In the moment of China's new Standard for Asset Impairment change of no permission for the reversal of four items of impairment provisions, this paper studies that in the transitional years of 2005 and 2006, how loss and profit-turning listed companies choose their earnings manipulation strategies according to the Standard change and independent audit supervision intensity. The results show that in year 2005, due to the insufficiency of independent audit supervision, loss companies changed their prior two-year (year 2003 and 2004) habit of not over-withdrawing these four items of impairment provisions, and succeeded in doing so to take a big bath. At the same time, profit-turning companies not only successfully over-reversed these four items to achieve profit-turning, but also over-reversed to a greater extent than they did in general years (year 2003 and 2004).
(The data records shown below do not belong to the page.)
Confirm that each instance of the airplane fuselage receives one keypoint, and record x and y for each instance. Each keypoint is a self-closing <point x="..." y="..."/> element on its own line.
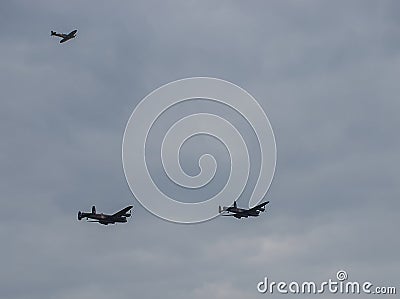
<point x="104" y="218"/>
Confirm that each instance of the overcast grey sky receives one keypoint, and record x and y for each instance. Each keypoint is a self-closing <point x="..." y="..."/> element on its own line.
<point x="327" y="75"/>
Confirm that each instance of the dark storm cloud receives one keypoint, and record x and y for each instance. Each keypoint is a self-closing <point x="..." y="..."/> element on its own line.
<point x="325" y="72"/>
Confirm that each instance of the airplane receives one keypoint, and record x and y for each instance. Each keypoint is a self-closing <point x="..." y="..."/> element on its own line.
<point x="239" y="213"/>
<point x="64" y="36"/>
<point x="104" y="218"/>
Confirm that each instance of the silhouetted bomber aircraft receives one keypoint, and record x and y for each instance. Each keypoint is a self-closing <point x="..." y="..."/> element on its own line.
<point x="64" y="36"/>
<point x="104" y="218"/>
<point x="239" y="213"/>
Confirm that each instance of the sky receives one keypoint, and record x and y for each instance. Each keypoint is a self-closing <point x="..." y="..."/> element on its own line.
<point x="326" y="74"/>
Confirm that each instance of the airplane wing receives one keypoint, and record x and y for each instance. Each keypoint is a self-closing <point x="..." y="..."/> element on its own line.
<point x="259" y="207"/>
<point x="122" y="212"/>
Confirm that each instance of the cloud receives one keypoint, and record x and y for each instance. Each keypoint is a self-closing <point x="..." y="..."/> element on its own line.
<point x="326" y="75"/>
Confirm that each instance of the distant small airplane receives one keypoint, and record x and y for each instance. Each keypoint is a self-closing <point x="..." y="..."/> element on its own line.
<point x="104" y="218"/>
<point x="64" y="36"/>
<point x="239" y="213"/>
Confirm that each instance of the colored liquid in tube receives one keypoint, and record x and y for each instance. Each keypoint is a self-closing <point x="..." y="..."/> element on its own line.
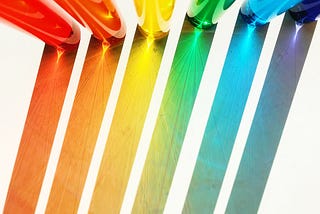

However, in year 2006, due to CPAs' intensive care about the over-reversal of impairment provisions, profit-turning companies failed to make use of over-reversing these four items to achieve profit-turning. Nevertheless, due to CPAs' comparatively insufficient care about companies' withdrawing behavior, loss companies act in a very tactful, but possibly beating-all way that they over-withdrew these four provision items so that they can under-withdraw them and improve such financial indexes as ROA and ROE in the future. However, because the over-withdrawn part can't be reversed in next years, and because CPAs pay a little more, though insufficient, attention to over-withdrawal behaviors in 2006 than in 2005, loss companies over-withdrew them to a smaller extent than they did in year 2005. The study results imply that the accounting standard change and independent audit supervision intensity have a co-influence on companies' manipulation strategy choice. During the transitional years of accounting standard change, companies usually try to grasp the last chance to intensify earnings manipulation. But if the independent audit supervision is forceful enough, it can effectively prevent companies from doing so. The study also indicates that if CPAs lay particular stress on some usual manipulation tactics and neglect other possibilities, companies will take advantage of this neglecting to choose some more artful and more covert manipulation strategies.